Pendant la pandémie, de nombreux résidents locaux se sont tournés vers le Parc La Fontaine pour faire de l'exercice, prendre une pause, se détendre, jouer de la musique, socialiser à distance, et éduquer leurs enfants. "Lil d" est devenu une sorte de célébrité, car il est visible de l'autre côté de l'étang et plutôt difficile à manquer. Que ce soit enfants ou adultes, tous ont été fascinés par son arrivée et désirent le voir s'épanouir (en particulier pour ceux qui connaissent le destin de son frère). Plusieurs membres de son fan club lui ont même donné leurs propres surnoms tels que "Jaune Val Jaune", "Junior", "Duckster", “Coco”, "Henrietta", “Blondin”, et bien sûr "Lil' d". Au cours de mes fréquentes séances de photographie, j'ai rencontré plusieurs de ses fans qui aiment raconter ses derniers progrès, traits de personnalité originaux et escapades autour de l'étang. En cette période de crise sanitaire mondiale, de bouleversements économiques et de troubles sociaux, "Lil’ d" donne aux gens un Petit Poucet à soutenir et une échappatoire passagère aux nouvelles sombres et à la difficile réalité d’aujourd’hui. En fait, j'ai rencontré un certain nombre de personnes qui se promènent maintenant régulièrement autour de l'étang pour lui rendre visite.

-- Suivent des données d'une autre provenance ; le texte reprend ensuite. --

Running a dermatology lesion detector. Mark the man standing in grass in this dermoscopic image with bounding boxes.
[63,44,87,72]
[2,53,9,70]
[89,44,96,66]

Depuis son enfance, il a fait preuve d'une connaissance de soi remarquable concernant son manque de camouflage qui fait de lui une proie facile. J'ai observé qu’à chaque rassemblement familial avec les colverts, il s'asseyait rarement au bout. Au début, il se blottissait même au milieu de ses cinq frères et sœurs. Son envergure avec les ailes déployées étant moins larges que les autres, il n'atteignait souvent pas la vitesse et la puissance de vol nécessaires pour se propulser hors de l’eau jusqu'au rebord en béton de l'étang. En conséquence, il a passé plus de temps dans l'eau et est devenu un champion de la nage, de la plongée, et du glanage. Je ne suis pas la seule à avoir constaté qu'il semble plus indépendant et curieux que ses frères et sœurs. En outre, il n'aime pas se tenir tranquille très longtemps
Je suis heureuse d'annoncer que, à date du 15 juillet, "Lil d" n'est plus si petit. Il a considérablement grandi et ses plumes sont passées du jaune au blanc de la neige fraîche. S'il décide de passer l'hiver à Montréal, ses chances de camouflage seront certainement bien meilleures (avec les chaussures et le couvre-bec appropriés, bien sûr). Il a fait de grands progrès dans ses efforts de sortis d’eau pour atteindre le bord de l'étang afin de rejoindre ses autres frères et sœurs et sa mère colvert pour les siestes familiales quotidiennes. Bien sûr, certains rebords présentent encore occasionnellement un défi, mais j'ai le sentiment que d’ici fin août, aucun rebord ne sera trop haut pour lui.
Le parcours de ce drôle d'oiseau a apporté beaucoup de plaisir à tant de monde à une période où le public a vraiment besoin d'espoir et de joie. Merci "Lil’ d" et à bientôt !
Cet article est dédié à tous les drôles d'oiseaux. Que votre façon de voir et de vivre le monde différemment se révèle être l'une de vos plus grandes forces.